Oil experts say the war between Russia and Ukraine would disrupt natural gas supplies to Europe, causing prices to rise dramatically. This in return would send oil prices soaring as utilities switch to oil to generate power. They do not see the conflict having any direct impact on oil production in Russia.
Tensions over Ukraine have been a big factor in driving up energy prices across Europe in recent months, including in Germany, which is particularly dependent on Russian natural gas.
German Chancellor Olaf Scholz on Tuesday ordered a halt to the review process for the Nord Stream 2 pipeline project with Russia.
Gold benefited from its safe haven reputation as investors dumped risky assets. Gold prices, which have rallied this month despite expectations of a US Federal Reserve rate hike, rose further following Putin's announcement to trade above $1,900 an ounce, their highest level since the height of the pandemic in 2020.
Aluminum prices surged to a more than 13-year high amid fears of supply disruption from Russia, a major producer. The prices of the metal had already been on a tear due to growing demand and production issues.
The United States and its allies are coordinating a new sanctions package against Russia, which has been under Western sanctions since its annexation of Crimea.
"[The sanctions] are expected to still be at the very light end of the scale, in part so that more severe measures could be held back to deter Russia from moving troops beyond the Donbas region to the rest of Ukraine," Neil Shearing, chief economist at Capital Economics, said in a note to clients.

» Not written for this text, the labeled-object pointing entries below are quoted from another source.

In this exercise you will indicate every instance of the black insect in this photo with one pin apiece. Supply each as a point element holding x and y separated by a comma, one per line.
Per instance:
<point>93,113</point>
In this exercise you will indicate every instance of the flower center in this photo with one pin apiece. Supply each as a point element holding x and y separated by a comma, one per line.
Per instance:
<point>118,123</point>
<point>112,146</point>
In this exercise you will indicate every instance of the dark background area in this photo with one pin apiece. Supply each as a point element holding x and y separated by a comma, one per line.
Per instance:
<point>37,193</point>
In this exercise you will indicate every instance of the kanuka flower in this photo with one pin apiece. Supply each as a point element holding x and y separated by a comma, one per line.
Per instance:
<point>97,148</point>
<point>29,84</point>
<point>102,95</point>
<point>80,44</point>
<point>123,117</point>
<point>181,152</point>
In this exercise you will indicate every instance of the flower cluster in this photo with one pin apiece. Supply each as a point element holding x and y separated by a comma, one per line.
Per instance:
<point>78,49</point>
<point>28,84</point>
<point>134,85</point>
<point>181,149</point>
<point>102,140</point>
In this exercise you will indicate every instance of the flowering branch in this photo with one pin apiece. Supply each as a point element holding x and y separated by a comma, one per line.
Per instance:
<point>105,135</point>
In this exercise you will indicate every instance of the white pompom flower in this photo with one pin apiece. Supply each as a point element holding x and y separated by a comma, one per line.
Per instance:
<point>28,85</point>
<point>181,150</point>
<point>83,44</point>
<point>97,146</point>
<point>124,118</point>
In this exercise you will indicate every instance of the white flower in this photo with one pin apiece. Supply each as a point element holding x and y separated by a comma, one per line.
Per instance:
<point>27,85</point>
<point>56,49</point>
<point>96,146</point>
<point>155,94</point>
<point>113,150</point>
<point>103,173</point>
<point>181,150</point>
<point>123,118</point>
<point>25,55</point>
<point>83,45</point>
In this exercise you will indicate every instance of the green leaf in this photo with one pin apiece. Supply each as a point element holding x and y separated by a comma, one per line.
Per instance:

Any impact of the latest escalation on the Russian economy would depend largely on the severity of the sanctions. The economy, however, is in much better shape than at the time of the Crimea crisis, when Western sanctions severely hurt Russian economic output and caused a financial crisis.
"While a lot of bad news is now priced into Russian financial markets, this doesn't appear to be the case elsewhere," Shearing said. "Most of the sell-off in global equities this year can be attributed to the hawkish shift by the world's major central banks. This suggests that there is still significant downside for global stock markets if the conflict escalates."